Why Are Wars Increasing? Strife, Slumps, and the Cost of Ego | Sastry Speaks
- Sriranga VN

- Sep 4, 2025
- 1 min read
🌿 From the Mantapa: Sastry on Today
Wit • Wisdom • Insight • Inspiration
🔥 Sastry Speaks: Why Wars Multiply in an Age That Should Know Better
Look around the headlines and you’d think the world has become a quarrelsome neighbour.
Borders flare, alliances snap, leaders shout, and soldiers march.
Wars are multiplying — sometimes declared, sometimes hidden in the grey zones of cyberattacks, proxy fights, and trade blockades.
Strife and slumps seem to be today’s global uniform. But why?

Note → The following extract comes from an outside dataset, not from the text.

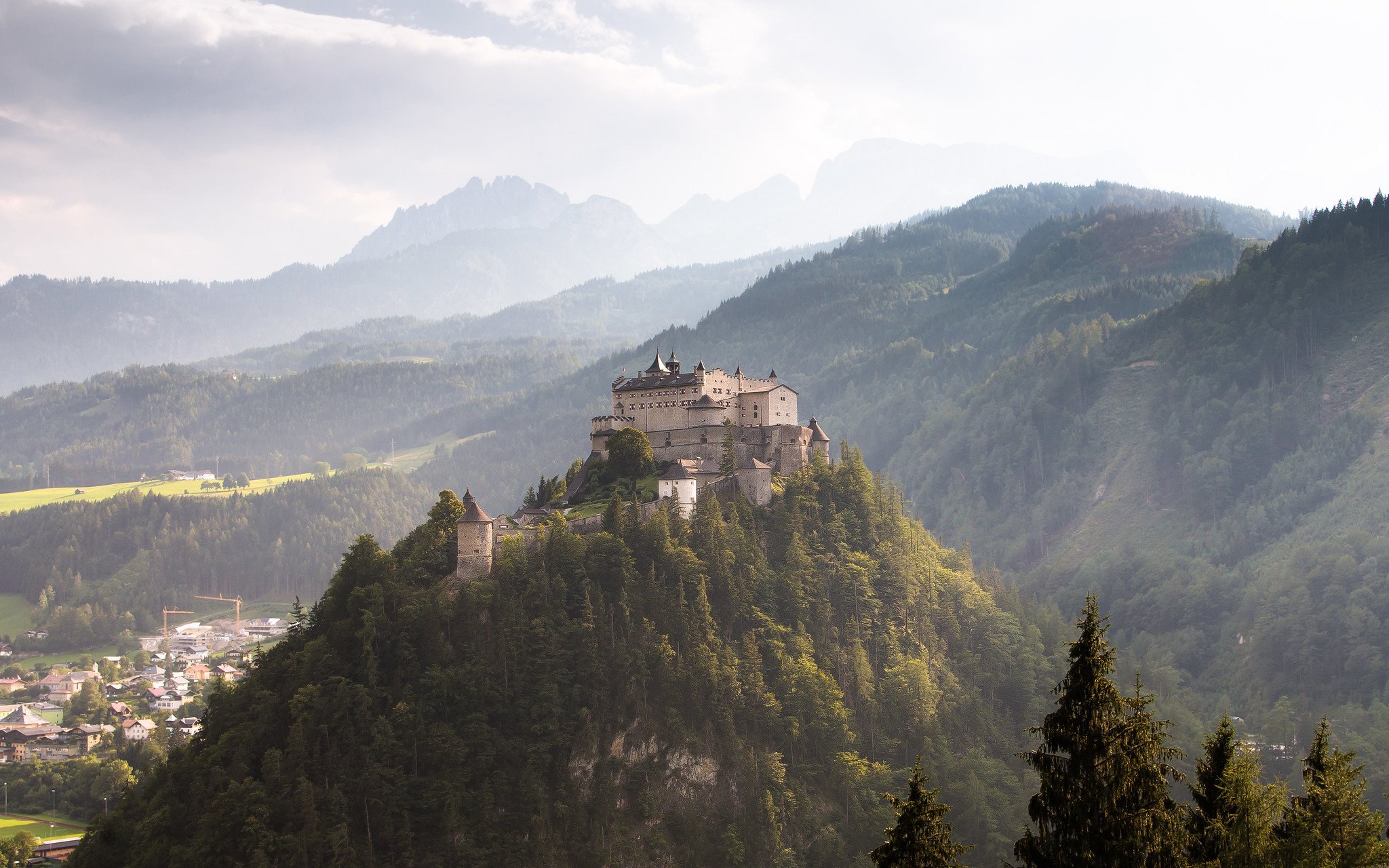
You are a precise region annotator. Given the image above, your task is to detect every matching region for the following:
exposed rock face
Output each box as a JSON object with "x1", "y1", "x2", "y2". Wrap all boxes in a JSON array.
[{"x1": 342, "y1": 176, "x2": 570, "y2": 262}]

It is not for lack of knowledge.
We are the most “educated” generation in history, armed with algorithms, satellites, and Nobel prizes.
And yet, the oldest flaw — ego — still writes our scripts.
Nations behave like children fighting over toys, only the toys today are pipelines, ports, and ideologies.
Wars, you see, do not start on battlefields.
They begin in boardrooms, parliaments, drawing rooms — in the stubbornness of hearts that refuse dialogue.
The missile is only the final punctuation to sentences written long before.
But here’s the irony: every war eventually ends at the same table where peace could have begun.
Only, by then, the chairs are stained with blood and grief.
The slump that follows — economic, emotional, human — is simply the bill presented for arrogance.
And history shows, it is always paid by the ordinary citizen, not the generals.
So why are wars increasing? Because we still mistake force for strength, noise for negotiation, and pride for power.
And as Sastry sighs with dry humour:
“If humanity could invest half its war budget into listening, the world would have fewer widows and more wisdom.”